« Nous » d’Evgueni Zamiatine

Angoissante prophétie de l’avenir des sociétés industrielles, ponctuée de scènes joyeuses. Tel pourrait être le résumé de cette œuvre des années folles. « Une fois rentré, vite, je suis passé au contrôle, j’ai tendu au surveillant mon billet rose, en échange de mon autorisation de baisser les stores. Elle ne vaut que pour les jours sexuels.
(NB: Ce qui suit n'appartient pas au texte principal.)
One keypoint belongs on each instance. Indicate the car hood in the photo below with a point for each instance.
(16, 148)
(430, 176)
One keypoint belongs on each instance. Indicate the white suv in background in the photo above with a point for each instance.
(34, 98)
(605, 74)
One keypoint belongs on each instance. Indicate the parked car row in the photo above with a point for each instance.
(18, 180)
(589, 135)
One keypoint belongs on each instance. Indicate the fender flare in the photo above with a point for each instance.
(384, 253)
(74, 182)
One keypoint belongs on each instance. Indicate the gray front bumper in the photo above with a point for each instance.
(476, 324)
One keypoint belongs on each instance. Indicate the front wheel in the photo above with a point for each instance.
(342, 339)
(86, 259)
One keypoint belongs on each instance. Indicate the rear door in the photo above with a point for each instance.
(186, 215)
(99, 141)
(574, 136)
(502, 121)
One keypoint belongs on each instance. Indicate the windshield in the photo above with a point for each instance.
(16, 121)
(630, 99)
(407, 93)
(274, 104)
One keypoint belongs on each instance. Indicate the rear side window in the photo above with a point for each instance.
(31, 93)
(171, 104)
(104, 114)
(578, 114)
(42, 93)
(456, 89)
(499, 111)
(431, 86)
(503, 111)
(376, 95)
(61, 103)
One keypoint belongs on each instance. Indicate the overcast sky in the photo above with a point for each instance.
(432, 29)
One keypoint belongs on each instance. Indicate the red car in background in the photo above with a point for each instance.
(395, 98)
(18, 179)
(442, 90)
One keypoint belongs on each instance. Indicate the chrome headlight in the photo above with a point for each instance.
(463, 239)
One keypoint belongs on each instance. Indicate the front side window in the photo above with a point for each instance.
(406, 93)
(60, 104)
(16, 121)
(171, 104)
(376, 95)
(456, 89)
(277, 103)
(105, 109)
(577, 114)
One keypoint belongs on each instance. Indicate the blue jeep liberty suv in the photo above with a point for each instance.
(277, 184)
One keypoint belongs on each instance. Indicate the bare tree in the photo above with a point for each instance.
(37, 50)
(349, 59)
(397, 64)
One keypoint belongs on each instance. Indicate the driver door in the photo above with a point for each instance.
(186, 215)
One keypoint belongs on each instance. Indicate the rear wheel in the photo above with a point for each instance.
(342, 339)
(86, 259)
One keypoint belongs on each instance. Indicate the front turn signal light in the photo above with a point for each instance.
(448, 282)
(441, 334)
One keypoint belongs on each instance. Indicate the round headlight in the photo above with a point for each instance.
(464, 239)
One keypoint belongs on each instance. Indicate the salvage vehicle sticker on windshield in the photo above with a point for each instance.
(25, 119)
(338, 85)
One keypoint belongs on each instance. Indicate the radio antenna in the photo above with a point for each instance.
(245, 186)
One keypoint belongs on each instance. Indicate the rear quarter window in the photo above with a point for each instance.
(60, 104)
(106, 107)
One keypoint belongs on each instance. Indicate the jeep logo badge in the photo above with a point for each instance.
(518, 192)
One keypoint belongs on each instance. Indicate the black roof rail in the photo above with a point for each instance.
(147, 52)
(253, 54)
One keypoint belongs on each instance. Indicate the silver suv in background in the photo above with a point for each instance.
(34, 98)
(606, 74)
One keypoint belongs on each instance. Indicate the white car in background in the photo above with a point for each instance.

Sinon, entre nos murs transparents, comme tissés d’air étincelant, nous vivons à la vue de tous, toujours inondés de lumière. Nous n’avons rien à nous cacher les uns les autres… » Que reste-t-il de l’individu quand l’état contrôle le moindre atome de son existence ? Rien. Ou du moins très peu. C’est ce très peu qui est exploré ici. Le roman se présente comme le journal de D-503, le constructeur de L’Intégral, vaisseau spatial dont la mission est de convertir de supposées civilisations extraterrestres à la raison absolue. Six siècles après notre époque, un Etat mondial s’est construit sous la férule d’un dictateur et maître à penser, surnommé le Bienfaiteur. La culture et les mœurs de jadis apparaissent comme des aberrations. Cependant, elles fascinent D-503. Ecrit en russe en 1920, au moment où l’énergie de la révolution fait place à la bureaucratie soviétique, « Nous » ne tarde pas à connaître la censure et son auteur l’exil. Il met en scène un monde de rationalisation mathématique de l’existence, préfigurant « les Temps modernes » de Chaplin (1936) ou « 1984 » d’Orwell (1949), et tous les romans contemporains de surveillance numérique. Mais ce livre fournit un antidote. Son ironie dévastatrice s’accompagne de poésie et de drôlerie. Devant la branche de muguet que lui offre O-90, sa partenaire officielle, D-503 reconnaît qu’il aime ce parfum, mais l’esprit logique l’oblige à conclure que l’idée même d’odeur n’a pas d’odeur. Intéressant et visionnaire.

« Nous », d’Evgueni Zamiatine, éd. Actes Sud, 2017.